A bit more catching up on recent events is required. Two weeks ago it started. A new chapter in the life of the back paddock.
First stage will have to go unrecorded, but was apparently just a bit of general cultivation with a ripping and rolling to both chop it up and even it all up slightly. We were trying to guess at the time if it had been drilled again at that stage, but the neighbour helpfully confirmed that it hadn’t been.

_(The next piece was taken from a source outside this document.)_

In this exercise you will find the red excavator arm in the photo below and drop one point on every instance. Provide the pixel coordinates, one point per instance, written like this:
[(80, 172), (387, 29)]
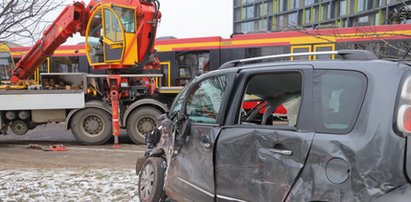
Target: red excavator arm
[(72, 19), (128, 35)]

We were around when we got to stage 2 of this round though. The actual drilling late the day after next (Sunday). Oats again, apparently. I didn’t manage to get a photo of the real action though. As soon as the tractor arrived our nice neighbour jumped in the digger he’d been using and walked it over to flatten out the big piles of dirt that have been cluttering up the paddock for a while now so the drilling could be full paddock, rather than having to go around the piles. So the area previously known as “The Pit” is no more. We’re not sorry to see it gone though. Good riddance! (He also did us the favour of ripping out our annoying gorse bushes too on the digger walk back. reminder to self: More beer required to pass over the fence!)
Getting back to the main story, it’s actually more correct to say the farmer partly drilled the paddock. There was a bit of a pause in proceedings when the wheels fell off a bit. Literally!
Apparently he knew before he started that they were munted, but just kept going until they were not going to go any further!
A couple of days later, armed with a couple of new tyres, the final bit got drilled.
Then a day later there was a rumbling and a rolling, and the paddock got a bit of a flatten out.
So here it is. The final result. The best it’s ever looked, I think. We’ll see what it looks like after it all sprouts again, and then what it looks like after the cattle have been back!
But for now it’s just nice to a) have something interesting going on, and b) having someone else look after it!